[vox] So how do we make Gmail happy & get people back on these lists? :(

dugan at passwall.com dugan at passwall.com
Sun Mar 10 11:48:41 PDT 2024 

More confirmation of what I typed...
I setup my DMARC record in DNS to report to me 100% of results for pass, 
fail, with disposition.
A small number of mail service providers send these email messages.
gmail.com is one of them.

An extract of the email from gmail.com on dkim/spf results shows the 
lugod.org IPv4 IP address with this:

<?xml version="1.0" encoding="UTF-8" ?>
<feedback>
   <report_metadata>
     <org_name>google.com</org_name>
     <email>noreply-dmarc-support at google.com</email>
     
<extra_contact_info>https://support.google.com/a/answer/2466580</extra_contact_info>
     <report_id>2342636709767431851</report_id>
     <date_range>
       <begin>1709942400</begin>
       <end>1710028799</end>
     </date_range>
   </report_metadata>
   <policy_published>
     <domain>passwall.com</domain>
     <adkim>r</adkim>
     <aspf>r</aspf>
     <p>quarantine</p>
     <sp>quarantine</sp>
     <pct>100</pct>
     <np>quarantine</np>
   </policy_published>
...
   <record>
     <row>
       <source_ip>138.197.203.91</source_ip>
       <count>4</count>
       <policy_evaluated>
         <disposition>quarantine</disposition>
         <dkim>fail</dkim>
         <spf>fail</spf>
       </policy_evaluated>
     </row>
     <identifiers>
       <header_from>passwall.com</header_from>
     </identifiers>
     <auth_results>
       <dkim>
         <domain>passwall.com</domain>
         <result>fail</result>
         <selector>2048-mail2024</selector>
       </dkim>
       <spf>
         <domain>lists.lugod.org</domain>
         <result>none</result>
       </spf>
     </auth_results>
   </record>
...
</feedback>

The sending domain I use has an SPF record is set to "PASS" for only my 
IP addresses, but treat all others as "Neutral"
Some ISP/mail services choose to treat "Neutral" as "Fail" but when DKIM 
passes, the neutral result in SPF still allows email to pass.

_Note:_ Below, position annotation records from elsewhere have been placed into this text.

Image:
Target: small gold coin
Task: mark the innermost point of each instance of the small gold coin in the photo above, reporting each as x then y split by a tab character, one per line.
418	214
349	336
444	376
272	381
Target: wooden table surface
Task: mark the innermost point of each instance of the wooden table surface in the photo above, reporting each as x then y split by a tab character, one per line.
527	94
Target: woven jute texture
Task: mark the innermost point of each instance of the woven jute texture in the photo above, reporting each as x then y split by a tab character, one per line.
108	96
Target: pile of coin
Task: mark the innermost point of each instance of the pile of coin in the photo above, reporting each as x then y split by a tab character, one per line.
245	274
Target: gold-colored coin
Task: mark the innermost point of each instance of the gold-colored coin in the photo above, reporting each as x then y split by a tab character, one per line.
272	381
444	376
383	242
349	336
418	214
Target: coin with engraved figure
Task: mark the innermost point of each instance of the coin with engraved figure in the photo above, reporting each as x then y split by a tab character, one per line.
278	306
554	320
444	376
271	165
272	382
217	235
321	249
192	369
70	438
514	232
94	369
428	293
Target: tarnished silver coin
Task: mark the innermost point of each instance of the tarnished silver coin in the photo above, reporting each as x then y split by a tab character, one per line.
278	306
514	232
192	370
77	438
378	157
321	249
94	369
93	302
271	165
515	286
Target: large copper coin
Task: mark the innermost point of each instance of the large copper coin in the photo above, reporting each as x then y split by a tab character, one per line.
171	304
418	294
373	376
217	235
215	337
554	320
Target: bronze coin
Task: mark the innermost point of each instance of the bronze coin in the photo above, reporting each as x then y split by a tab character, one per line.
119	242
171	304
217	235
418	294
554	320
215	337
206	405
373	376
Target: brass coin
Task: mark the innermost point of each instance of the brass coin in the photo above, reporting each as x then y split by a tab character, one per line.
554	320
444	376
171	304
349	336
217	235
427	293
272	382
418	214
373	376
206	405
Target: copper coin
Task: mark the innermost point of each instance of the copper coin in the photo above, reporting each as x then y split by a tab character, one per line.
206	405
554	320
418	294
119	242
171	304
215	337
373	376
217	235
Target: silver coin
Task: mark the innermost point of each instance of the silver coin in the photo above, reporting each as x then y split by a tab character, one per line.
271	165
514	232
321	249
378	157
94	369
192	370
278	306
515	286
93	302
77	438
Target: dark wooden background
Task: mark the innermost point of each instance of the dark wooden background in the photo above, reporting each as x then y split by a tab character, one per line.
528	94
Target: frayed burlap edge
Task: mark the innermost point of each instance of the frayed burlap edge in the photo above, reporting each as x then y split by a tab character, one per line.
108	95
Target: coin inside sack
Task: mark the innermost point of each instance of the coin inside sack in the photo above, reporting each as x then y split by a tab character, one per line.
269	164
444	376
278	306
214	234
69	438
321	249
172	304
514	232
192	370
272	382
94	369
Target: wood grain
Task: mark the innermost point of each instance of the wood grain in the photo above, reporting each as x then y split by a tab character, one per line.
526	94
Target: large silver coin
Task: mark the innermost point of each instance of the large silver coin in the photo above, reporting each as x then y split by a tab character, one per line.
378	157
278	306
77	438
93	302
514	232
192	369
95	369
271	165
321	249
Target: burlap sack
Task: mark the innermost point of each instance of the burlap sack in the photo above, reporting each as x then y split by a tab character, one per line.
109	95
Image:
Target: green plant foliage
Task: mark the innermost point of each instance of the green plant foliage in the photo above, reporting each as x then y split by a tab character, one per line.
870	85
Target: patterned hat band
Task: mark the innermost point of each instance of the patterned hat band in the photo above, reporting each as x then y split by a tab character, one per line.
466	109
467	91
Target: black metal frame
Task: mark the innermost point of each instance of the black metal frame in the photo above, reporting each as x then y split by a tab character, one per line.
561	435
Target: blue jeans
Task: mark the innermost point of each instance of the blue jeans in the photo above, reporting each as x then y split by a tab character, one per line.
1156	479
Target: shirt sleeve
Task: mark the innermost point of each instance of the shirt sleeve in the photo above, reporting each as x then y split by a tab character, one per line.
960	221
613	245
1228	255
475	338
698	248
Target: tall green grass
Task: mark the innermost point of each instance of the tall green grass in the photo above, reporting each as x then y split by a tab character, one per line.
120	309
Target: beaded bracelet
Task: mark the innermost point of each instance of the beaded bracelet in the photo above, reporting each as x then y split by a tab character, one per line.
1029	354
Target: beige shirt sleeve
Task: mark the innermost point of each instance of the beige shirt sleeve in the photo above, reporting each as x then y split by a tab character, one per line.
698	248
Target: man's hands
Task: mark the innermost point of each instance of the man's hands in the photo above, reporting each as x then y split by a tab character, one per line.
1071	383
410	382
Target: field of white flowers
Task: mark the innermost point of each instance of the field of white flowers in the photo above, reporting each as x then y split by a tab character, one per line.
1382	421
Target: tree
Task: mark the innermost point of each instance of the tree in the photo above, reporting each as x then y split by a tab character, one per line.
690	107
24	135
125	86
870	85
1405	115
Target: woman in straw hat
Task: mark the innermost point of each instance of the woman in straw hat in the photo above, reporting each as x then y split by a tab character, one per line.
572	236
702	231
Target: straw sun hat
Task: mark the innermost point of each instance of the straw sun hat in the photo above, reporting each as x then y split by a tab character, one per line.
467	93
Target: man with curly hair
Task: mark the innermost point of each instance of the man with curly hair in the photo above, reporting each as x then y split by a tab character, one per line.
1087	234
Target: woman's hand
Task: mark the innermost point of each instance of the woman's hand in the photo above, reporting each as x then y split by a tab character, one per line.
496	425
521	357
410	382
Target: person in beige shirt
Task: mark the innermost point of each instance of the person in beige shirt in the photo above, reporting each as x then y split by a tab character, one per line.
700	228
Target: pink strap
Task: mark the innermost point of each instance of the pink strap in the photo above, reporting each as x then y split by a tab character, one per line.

The DKIM issue is the larger. The email message I sent was plain-text 
ASCII which included headers:
"Content-Type: text/plain; charset=US-ASCII; format=flowed"
"Content-Transfer-Encoding: 7bit"

I "BCC"-ed to another email server the message where I replied, and that 
message arrived with what I composed and sent:
"Content-Type: text/plain; charset=US-ASCII; format=flowed"
"Content-Transfer-Encoding: 7bit"

The email message I received back from the list base64 encoded the body 
of my ASCII content and switched to UTF-8:
Content-Transfer-Encoding: base64
Content-Type: text/plain; charset="utf-8"; Format="flowed"

I'd bet that encoding a plain-text body to Base64 body and sending that 
instead of the plain-text will be treated as failing DKIM check for 
body.

The "Subject:" line change would likely result in a FAIL for DKIM check 
for headers for the "first" message in a thread being sent to the the 
vox mailing list, because many/most DKIM signing include checking 
To/From/Subject lines for changes, and if the sender computes a sent 
message with "Subject: test" and the mailing list alters the messages to 
"Subject: [vox] test" that would break the original sender's DKIM sig.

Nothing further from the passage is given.